I think of this as little more than a syntactic sugar idea to make encoded files smaller and more manageable. Seems perfectly reasonable. (Although @martindholmes’ assertion that he would convert this new mechanism to @xml:lang before interchange seems to me to be an argument against, rather than in favor — TEI is about interchange. If you just need this for the convenience of your encoders, not for interchange, why does it have to be in the Guidelines? That said, if everyone is going to do this, may as well do it the same way.)

I can see arguments both for doing this in <langUsage> and with <tagUsage>; I am undecided on that issue. But certainly an XPath (or CSS) selection mechanism, rather than just @gi, is far more powerful and thus more useful.

I don’t understand at all, @duncdrum, what practice this allows that you think is bad. Certainly a file that uses the proposed @defaultLang is perfectly interchangeable, just as a file that uses <prefixDef> is (whether @martindholmes chooses to convert to full URLs and propagated @xml:lang or not.)

duncdrum commented 4 years ago

@martindholmes I have followed the discussion on the list, and your op gives a good summary:

a scenario in which all instances of a particular element are in one language, and all instances of another in another language, in a particular file. Rather than specify @xml:lang repeatedly throughout the document, it would make more sense to declare it once

I m against this for basically three reasons, which i was a bit to terse to express so here it goes in full:

Wrong Place

I m not kidding, the point of mentioning the xml-working-group is because I do believe that this would be the place to make the change you are seeking not here. I don't see why a single @xml:defaultElementLang attribute could not fulfil what you are seeking. Such an element would defined the language of all elements with the same Q-name within the same document.

<TEI xml:lang="en">
…
  <body>
    <entryFree>
      <orth>I came<orth>
      <def xml:defaultElementLang="la">veni</def>
    </entryFree>
    <entryFree>
      <orth>I saw<orth>
      <def>vidi</def>
    </entryFree>
    <entryFree>
      <orth>I conquered<orth>
      <def>vici</def>
    </entryFree>
  </body>
</TEI>

The question of the empty namespace is a red herring. The difference with say @type is that the rules for @xml:lang's contents and its scope are not defined by the TEI, @type is. So let's call it tei-scoped to be more clear.

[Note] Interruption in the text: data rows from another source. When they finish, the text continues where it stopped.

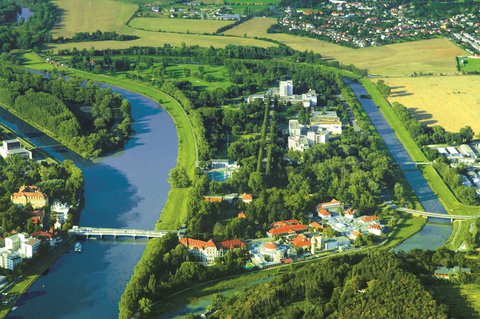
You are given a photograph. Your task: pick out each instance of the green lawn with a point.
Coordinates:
(444, 193)
(469, 64)
(175, 210)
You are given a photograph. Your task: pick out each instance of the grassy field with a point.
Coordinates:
(178, 25)
(108, 15)
(444, 193)
(463, 300)
(175, 211)
(436, 55)
(469, 64)
(449, 101)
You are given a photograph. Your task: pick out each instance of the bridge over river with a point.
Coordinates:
(437, 215)
(94, 232)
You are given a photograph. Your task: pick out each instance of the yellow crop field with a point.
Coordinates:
(108, 15)
(91, 15)
(178, 25)
(402, 59)
(449, 101)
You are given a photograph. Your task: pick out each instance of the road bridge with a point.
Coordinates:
(437, 215)
(94, 232)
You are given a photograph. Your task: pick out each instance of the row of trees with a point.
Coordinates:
(57, 106)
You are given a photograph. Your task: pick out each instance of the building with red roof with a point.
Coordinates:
(207, 251)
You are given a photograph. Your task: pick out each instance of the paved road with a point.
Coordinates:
(420, 186)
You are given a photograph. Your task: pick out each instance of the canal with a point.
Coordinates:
(126, 189)
(435, 233)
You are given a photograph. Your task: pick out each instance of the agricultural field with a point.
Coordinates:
(450, 101)
(402, 59)
(178, 25)
(108, 15)
(467, 65)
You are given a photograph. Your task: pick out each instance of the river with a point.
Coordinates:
(127, 189)
(436, 232)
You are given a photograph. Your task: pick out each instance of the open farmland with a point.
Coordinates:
(178, 25)
(108, 15)
(402, 59)
(91, 15)
(449, 101)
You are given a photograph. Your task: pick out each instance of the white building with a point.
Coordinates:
(14, 147)
(60, 211)
(286, 88)
(30, 247)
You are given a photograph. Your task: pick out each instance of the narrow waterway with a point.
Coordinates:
(435, 232)
(127, 189)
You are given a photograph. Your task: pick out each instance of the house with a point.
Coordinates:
(207, 251)
(246, 198)
(286, 230)
(368, 219)
(350, 213)
(241, 215)
(14, 147)
(330, 205)
(447, 273)
(301, 241)
(60, 211)
(30, 195)
(375, 229)
(354, 235)
(213, 199)
(324, 214)
(316, 226)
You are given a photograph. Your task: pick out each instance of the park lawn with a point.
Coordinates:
(443, 192)
(448, 101)
(402, 59)
(469, 64)
(463, 300)
(175, 211)
(107, 15)
(178, 25)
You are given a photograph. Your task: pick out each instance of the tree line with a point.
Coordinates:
(88, 119)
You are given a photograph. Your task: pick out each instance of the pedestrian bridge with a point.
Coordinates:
(437, 215)
(93, 232)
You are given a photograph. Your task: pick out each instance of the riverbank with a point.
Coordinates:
(443, 192)
(33, 273)
(175, 211)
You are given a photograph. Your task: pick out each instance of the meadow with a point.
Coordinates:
(449, 101)
(469, 64)
(178, 25)
(107, 15)
(402, 59)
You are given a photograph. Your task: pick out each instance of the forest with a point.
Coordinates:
(88, 119)
(376, 285)
(62, 181)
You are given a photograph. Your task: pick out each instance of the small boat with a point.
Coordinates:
(78, 247)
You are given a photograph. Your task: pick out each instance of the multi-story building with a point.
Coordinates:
(30, 195)
(207, 251)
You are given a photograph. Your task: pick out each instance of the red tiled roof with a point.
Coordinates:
(301, 241)
(231, 244)
(316, 225)
(287, 229)
(242, 215)
(42, 234)
(324, 213)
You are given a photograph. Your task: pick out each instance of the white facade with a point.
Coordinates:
(286, 88)
(60, 211)
(14, 147)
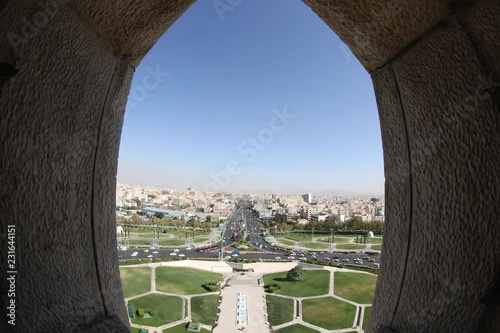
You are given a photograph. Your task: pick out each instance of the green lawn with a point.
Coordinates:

@sydb This is why i think this leads to bad markup. Without expanding the proposed @defaultLang attribute to actually insert @xml:lang attributes where they should be we have ambiguous encoding.

<TEI xml:lang="en">
  <teiHeader>
    <langUsage>
      <language ident="la" defaultLangpattern="//def">Latin</language>
    </langUsage>
  </teiHeader>
  <body>
    <entryFree>
      <orth>I came<orth>
      <def>veni</def>
    </entryFree>
    <entryFree>
      <orth>I saw<orth>
      <def>vidi</def>
    </entryFree>
    <entryFree>
      <orth>I conquered<orth>
      <def>vici</def>
    </entryFree>
  </body>
</TEI>

According to xml rules there is no latin in the second example, the suggestion would allow for all kinds of patterns to mean that latin text is in this dictionary and processors will have to know about the TEI version and rules because according to TEI there will then be. While I have no doubt that @martindholmes wouldn't produce such output, once it is in the Guidelines someone somewhere will. This is not a good design choice for an interchange format.

Xpath queries can rely on the rules for @xml:lang to be uniform in any xml document, with the addition of @defaultLang they no longer can.

Wrong Scope

In virtually all of our projects, we have encoder-level versions of files, where we make full use of all the efficiencies and conveniences available to us (centralized -ographies, prefix definitions, etc.), and versions generated from these which are intended for interchange

Yet there are numerous ways to deal with it at the project level:

create all defs in a separate document with xml:lang="la" on a common ancestor and import via one of the reference or pointer mechanism available.
the decision how and if to transform encoder-level files via xslt/xquery, but adding an attribute to all def is trivial, and should stay a project level decision. Without xml:lang in the right places these are shady xml files to begin with, so i see no reason to demand that they should be shining TEi in the first place.
use project ODD to implement the OP, again no reasons why other projects need to do this the same way

In all cases in interchange format is necessary, presumably in TEI, that has the lang attributes where they belong. How to get there is beyond the scope of the Guidelines imv and should be left to individual projects.

Too little benefit

We all agree, that in the real world the computational overhead of repeating @xml:lang is not even measurable. So this is an aesthetic preference I even share your dissatisfaction with.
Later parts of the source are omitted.